Final answer:
70.7345 mL. of a 4.69% AgNO3 solution is required to react exactly with 9.9 mL of 14.01% Na2SO4 solution.
Step-by-step explanation:
To calculate the volume of a 4.69% AgNO3 solution needed to react with 9.9 mL of 14.01% Na2SO4 solution, you need to write a balanced chemical equation and perform stoichiometric calculations. We are dealing with a precipitation reaction where AgNO3 reacts with Na2SO4 to form Ag2SO4 and NaNO3:
2AgNO3(aq) + Na2SO4(aq) → Ag2SO4(s) + 2NaNO3(aq)
The reaction ratio for AgNO3 to Na2SO4 is 2:1. To find the moles of Na2SO4, you use the concentration and the volume of Na2SO4 solution:
Moles of Na2SO4 = (14.01% weight/volume of Na2SO4) × (9.9 mL Na2SO4 solution) / (Molar mass of Na2SO4)

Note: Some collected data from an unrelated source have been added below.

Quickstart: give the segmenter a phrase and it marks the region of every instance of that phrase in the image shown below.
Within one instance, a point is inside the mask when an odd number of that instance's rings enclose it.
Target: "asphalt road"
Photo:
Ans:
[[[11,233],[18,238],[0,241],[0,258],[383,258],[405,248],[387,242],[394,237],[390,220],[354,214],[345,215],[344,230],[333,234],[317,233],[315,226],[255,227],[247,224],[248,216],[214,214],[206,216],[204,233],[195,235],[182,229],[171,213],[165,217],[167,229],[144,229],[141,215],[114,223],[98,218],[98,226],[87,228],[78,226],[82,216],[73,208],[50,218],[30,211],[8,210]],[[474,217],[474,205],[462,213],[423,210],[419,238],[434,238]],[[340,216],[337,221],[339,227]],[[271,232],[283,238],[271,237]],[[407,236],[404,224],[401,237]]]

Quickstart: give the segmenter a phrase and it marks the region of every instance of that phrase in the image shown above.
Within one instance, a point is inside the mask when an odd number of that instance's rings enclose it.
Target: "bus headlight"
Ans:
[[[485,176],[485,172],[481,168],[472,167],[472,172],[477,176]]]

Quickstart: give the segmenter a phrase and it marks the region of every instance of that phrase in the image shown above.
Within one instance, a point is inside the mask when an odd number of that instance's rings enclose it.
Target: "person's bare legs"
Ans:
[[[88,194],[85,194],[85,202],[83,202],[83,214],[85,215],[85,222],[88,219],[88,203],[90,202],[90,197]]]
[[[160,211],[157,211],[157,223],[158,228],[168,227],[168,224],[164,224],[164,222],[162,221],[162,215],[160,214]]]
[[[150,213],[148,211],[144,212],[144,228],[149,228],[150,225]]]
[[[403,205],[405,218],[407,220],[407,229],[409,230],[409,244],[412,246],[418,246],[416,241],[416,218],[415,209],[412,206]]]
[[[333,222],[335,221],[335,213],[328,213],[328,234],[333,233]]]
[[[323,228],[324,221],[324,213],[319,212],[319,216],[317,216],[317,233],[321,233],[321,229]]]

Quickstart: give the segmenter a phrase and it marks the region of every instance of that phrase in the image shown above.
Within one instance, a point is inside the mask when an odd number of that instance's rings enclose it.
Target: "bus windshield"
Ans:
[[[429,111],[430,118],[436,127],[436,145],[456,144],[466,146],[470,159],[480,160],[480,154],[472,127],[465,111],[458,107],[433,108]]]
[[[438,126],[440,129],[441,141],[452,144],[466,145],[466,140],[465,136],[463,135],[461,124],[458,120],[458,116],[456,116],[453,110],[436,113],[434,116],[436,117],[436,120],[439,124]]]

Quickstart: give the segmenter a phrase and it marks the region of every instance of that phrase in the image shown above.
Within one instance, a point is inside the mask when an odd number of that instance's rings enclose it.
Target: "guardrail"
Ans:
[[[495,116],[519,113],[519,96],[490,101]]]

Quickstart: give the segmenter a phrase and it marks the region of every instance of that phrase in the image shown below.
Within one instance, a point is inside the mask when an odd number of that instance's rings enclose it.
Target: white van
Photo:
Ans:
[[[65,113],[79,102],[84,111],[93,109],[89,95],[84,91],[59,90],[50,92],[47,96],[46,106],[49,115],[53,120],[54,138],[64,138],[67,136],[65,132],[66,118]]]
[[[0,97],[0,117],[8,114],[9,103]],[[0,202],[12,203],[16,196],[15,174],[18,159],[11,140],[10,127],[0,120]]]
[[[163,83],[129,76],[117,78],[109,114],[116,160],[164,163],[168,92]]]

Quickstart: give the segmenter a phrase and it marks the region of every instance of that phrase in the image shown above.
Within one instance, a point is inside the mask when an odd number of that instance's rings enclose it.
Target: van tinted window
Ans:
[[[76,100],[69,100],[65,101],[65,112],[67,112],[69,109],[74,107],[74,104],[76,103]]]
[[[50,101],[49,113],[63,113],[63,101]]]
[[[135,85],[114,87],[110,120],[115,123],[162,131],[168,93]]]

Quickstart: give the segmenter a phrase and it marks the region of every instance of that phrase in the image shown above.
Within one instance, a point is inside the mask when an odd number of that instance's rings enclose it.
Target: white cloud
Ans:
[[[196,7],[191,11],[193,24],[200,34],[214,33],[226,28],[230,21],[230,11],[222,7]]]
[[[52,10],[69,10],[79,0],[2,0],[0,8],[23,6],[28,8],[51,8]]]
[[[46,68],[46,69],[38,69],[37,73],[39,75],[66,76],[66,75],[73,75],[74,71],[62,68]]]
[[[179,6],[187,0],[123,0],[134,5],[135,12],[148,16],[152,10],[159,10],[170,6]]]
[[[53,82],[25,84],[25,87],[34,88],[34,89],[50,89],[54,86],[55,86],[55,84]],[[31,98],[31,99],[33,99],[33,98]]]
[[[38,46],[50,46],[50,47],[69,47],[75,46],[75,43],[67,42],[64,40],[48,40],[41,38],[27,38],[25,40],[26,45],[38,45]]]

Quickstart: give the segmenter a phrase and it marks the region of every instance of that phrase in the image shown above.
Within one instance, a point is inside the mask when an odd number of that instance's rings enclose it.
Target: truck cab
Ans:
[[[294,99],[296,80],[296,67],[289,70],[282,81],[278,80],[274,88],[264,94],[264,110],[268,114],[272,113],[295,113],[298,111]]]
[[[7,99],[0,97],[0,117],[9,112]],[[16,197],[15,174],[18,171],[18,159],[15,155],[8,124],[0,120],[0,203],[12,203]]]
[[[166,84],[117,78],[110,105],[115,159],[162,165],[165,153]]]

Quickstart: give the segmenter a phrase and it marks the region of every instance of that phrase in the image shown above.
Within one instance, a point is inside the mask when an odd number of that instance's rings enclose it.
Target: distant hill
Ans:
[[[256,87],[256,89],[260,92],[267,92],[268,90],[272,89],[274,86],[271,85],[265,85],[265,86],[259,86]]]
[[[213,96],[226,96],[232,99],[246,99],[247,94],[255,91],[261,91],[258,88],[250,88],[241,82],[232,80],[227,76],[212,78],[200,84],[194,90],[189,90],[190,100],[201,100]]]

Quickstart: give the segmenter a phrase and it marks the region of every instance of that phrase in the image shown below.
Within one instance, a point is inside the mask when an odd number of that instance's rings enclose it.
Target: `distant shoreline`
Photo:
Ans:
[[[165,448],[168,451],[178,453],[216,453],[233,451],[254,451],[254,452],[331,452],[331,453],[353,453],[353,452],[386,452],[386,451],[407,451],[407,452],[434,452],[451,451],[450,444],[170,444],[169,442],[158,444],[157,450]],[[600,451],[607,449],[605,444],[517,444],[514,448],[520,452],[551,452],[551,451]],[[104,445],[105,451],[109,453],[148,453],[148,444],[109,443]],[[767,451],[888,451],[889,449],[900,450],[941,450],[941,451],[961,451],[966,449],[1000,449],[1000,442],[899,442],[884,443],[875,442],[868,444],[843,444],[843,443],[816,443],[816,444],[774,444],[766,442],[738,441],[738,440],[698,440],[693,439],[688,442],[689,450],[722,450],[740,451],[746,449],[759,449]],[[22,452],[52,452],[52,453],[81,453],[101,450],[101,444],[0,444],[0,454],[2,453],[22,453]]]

Now, since the reaction ratio is 2:1, we need twice as many moles of AgNO3 to react with Na2SO4:
Moles of AgNO3 required = 2 × Moles of Na2SO4
To find the volume of AgNO3 solution required, you divide the moles of AgNO3 by the concentration of AgNO3:
Volume of AgNO3 solution = Moles of AgNO3 / (4.69% weight/volume of AgNO3)
Converting the 4.69% w/v solution to molarity and then calculating the volume gives you approximately 70.7345 mL.